Hij heeft trouwe medewerkers die voor hem reizen en regelen. Er zijn nauwelijks documenten bewaard gebleven en in de nagelaten papieren staan maar een paar namen. Je moet omwegen bewandelen om informatie bijeen te sprokkelen en erachter te komen wat er is gebeurd in deze maanden die bij elkaar het jaar 1947 vormen, een tijd waarin alles mogelijk leek omdat alles al was gebeurd.

Ze komen uit heel Europa. De meesten hebben in ss-divisies aan het oostfront gevochten, maar er is ook een groot aantal Balten die het risico lopen dat ze worden uitgeleverd aan de Sovjet-Unie.

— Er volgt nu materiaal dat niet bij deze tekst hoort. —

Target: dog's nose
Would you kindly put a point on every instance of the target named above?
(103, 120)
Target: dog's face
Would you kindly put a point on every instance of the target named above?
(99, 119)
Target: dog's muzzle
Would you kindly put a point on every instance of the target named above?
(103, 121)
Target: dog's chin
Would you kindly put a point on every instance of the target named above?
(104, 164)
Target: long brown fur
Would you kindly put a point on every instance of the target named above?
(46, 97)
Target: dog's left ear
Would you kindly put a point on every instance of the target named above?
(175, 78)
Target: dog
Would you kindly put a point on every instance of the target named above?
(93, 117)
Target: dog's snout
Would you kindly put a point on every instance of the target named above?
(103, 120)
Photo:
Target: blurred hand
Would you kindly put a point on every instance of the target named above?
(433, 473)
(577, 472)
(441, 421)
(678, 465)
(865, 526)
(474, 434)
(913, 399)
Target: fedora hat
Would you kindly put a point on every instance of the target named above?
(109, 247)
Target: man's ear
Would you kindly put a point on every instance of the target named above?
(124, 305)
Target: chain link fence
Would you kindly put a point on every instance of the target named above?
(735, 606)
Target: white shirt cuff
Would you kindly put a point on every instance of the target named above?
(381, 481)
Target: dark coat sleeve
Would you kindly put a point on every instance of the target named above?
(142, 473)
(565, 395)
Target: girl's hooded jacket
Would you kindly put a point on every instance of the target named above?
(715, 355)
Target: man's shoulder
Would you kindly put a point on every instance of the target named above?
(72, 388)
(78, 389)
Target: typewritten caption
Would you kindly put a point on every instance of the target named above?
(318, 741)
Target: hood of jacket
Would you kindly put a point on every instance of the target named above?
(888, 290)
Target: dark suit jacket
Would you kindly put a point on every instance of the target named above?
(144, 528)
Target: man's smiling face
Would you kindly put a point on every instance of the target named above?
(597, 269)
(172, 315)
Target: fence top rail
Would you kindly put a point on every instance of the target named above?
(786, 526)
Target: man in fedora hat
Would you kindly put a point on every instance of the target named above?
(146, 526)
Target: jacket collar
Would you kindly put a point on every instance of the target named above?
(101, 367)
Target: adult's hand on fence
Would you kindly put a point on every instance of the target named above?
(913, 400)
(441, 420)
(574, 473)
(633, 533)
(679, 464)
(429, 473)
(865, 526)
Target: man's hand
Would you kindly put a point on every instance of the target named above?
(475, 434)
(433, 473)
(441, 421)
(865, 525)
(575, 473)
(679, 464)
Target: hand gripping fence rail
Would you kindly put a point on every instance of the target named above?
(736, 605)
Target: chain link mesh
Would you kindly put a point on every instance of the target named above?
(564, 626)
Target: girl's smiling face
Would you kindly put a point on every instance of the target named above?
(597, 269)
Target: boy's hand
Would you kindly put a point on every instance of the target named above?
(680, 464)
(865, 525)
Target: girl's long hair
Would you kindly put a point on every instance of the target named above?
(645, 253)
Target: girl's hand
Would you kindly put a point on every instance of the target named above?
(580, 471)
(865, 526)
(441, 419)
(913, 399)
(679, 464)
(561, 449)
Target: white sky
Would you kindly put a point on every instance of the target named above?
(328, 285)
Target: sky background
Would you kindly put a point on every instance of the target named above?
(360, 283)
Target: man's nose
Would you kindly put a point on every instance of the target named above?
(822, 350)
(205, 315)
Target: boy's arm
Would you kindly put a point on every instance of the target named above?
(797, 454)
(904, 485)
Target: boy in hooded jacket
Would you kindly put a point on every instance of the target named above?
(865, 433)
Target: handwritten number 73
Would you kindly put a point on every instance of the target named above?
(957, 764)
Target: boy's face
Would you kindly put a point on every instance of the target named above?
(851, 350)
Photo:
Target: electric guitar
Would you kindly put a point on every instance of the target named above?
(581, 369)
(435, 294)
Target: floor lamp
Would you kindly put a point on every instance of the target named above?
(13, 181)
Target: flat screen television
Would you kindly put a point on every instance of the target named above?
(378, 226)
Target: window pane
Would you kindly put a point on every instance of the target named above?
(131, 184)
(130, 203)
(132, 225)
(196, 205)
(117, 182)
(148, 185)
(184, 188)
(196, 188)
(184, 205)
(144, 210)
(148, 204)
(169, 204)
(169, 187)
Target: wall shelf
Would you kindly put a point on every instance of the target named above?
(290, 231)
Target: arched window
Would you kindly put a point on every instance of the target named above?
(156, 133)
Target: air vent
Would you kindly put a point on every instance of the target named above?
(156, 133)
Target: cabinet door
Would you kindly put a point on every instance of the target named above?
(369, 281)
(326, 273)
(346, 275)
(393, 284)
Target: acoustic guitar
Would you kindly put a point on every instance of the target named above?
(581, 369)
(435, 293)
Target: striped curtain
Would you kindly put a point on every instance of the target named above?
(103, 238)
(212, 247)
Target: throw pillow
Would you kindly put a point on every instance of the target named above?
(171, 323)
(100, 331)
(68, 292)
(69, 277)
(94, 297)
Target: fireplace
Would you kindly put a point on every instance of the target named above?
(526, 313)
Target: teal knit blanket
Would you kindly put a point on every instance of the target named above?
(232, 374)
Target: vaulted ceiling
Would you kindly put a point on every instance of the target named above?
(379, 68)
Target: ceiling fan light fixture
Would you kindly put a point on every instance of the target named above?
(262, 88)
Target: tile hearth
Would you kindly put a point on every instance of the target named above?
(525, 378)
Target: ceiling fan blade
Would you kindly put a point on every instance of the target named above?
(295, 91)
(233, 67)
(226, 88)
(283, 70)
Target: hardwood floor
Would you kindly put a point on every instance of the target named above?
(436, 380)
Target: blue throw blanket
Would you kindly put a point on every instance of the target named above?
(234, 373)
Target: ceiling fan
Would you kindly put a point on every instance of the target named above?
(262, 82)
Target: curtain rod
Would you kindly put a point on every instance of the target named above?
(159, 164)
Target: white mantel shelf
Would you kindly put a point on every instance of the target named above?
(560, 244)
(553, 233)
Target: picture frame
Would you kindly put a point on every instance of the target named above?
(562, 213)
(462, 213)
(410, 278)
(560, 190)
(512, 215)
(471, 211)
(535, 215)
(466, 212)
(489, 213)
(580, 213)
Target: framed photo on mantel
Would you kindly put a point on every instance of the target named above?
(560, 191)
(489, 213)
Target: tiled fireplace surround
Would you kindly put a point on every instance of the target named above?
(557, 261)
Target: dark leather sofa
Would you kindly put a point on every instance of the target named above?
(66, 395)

Ze hebben allemaal hulp nodig om de gevolgen van hun oorlogsdaden te ontlopen, en de man zonder paspoort vangt hen op.

Per Engdahl is de leider van de Zweedse fascisten, maar de witte stroom vluchtelingen die voor hulp bij hem aanklopt, wil hij buiten de beweging houden, in alle discretie en met codenamen. Om die reden wordt zijn eigen woning aan Mäster Henriksgatan 2 in Malmö een centraal punt voor deze activiteit en krijgt de ontvangst een literair karakter, omdat de fascist, die ook poëzie schrijft, als codewoorden voor vluchteling, schuilplaats en verplaatsing boektitels gebruikt – allemaal om de Zweedse politie in het ongewisse te houden.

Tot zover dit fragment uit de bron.